The disclosure was like the tolling of a huge bell, so deafening it made the senses reel. In an instant Charlie understood the repeated queries about detail: perhaps the overwhelming reason for their being admitted at all. The Russians believed the photographic detail already sufficient – which it most probably would be, after enhancement – to show that the abandoned canisters were opened and leaking their radioactivity. Which was why they had so far been unable to establish precisely what had been stolen: the area was too hot to go anywhere near. Just as quickly, not wanting Badim or anyone else to realize the premature revelation, Charlie said, ‘That’s obviously a very necessary precaution. What is the extent and degree of the contamination?’ Another response came to him, but he decided to wait for his answer.
‘About two to three kilometres in area. Experts are there now assessing the degree.’
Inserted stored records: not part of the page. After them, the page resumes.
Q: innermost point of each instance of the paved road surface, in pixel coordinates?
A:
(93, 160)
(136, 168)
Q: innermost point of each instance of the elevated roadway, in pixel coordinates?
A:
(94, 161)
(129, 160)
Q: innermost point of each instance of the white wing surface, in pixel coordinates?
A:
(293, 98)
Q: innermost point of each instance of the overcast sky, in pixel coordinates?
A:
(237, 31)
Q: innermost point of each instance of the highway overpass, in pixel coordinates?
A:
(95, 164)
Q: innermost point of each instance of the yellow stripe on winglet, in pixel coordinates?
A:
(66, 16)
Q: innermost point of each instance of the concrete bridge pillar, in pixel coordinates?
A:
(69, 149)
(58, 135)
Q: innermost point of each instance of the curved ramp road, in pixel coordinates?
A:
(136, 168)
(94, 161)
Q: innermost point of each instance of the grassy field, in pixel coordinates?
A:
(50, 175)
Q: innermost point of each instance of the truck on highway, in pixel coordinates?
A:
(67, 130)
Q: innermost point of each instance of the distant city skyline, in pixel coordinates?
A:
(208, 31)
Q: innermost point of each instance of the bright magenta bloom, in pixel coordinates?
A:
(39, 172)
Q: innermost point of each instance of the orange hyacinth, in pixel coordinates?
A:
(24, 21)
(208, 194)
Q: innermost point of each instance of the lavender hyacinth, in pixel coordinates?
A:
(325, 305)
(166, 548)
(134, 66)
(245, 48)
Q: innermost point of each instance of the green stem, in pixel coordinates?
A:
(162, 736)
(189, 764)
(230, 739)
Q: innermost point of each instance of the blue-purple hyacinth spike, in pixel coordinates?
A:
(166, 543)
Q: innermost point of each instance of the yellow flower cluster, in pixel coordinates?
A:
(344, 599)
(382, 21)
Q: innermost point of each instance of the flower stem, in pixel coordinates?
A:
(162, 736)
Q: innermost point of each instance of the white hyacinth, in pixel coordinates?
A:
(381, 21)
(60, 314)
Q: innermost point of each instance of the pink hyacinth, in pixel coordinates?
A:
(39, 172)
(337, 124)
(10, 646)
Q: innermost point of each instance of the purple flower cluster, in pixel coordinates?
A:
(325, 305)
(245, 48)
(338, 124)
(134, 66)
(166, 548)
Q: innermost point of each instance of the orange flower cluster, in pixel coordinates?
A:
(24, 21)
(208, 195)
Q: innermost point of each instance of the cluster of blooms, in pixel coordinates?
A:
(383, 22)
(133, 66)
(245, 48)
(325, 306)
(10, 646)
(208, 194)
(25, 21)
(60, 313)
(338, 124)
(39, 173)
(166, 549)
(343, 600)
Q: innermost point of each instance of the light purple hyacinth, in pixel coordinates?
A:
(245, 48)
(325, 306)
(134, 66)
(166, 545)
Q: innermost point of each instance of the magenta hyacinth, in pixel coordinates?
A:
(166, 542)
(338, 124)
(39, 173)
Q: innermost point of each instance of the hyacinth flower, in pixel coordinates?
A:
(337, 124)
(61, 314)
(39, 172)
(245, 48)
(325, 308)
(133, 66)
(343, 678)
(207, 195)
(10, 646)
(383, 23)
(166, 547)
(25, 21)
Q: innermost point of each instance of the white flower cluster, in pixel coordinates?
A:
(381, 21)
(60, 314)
Turning directly to Popov, Charlie said, ‘London and Washington have had this information for more than twelve hours: information of a serious radioactive leak. The fact that there has been no public disclosure or announcement must prove our total discretion to anyone who continues to doubt.’
Dear God, thought Natalia, there wasn’t any place for him as a lover any more but she needed Charlie as a defender, unwitting though that defence had been. It was her only rational impression: she was confused – disoriented even – by everything Aleksai had said and done.
The attitude change towards them throughout the room was almost imperceptible but Charlie was sure it had changed and in their favour, although not from everyone. He didn’t expect any lessening of the military antipathy and Popov would surely remain on the other side of the fence. The importance was the shift of those in higher authority, the minister and the man with the ear of the President whose orders others – even the most hostile – had to obey. Where in the equation would Natalia be? Although her judgment should be businesslike he guessed she’d side with Popov.
Radomir Badim, the professional politician, certainly appeared to pick up the vibrations – or maybe decided to generate them – and almost immediately began making conciliatory noises. ‘I think we can appreciate that undertaking. And we’re grateful for it.’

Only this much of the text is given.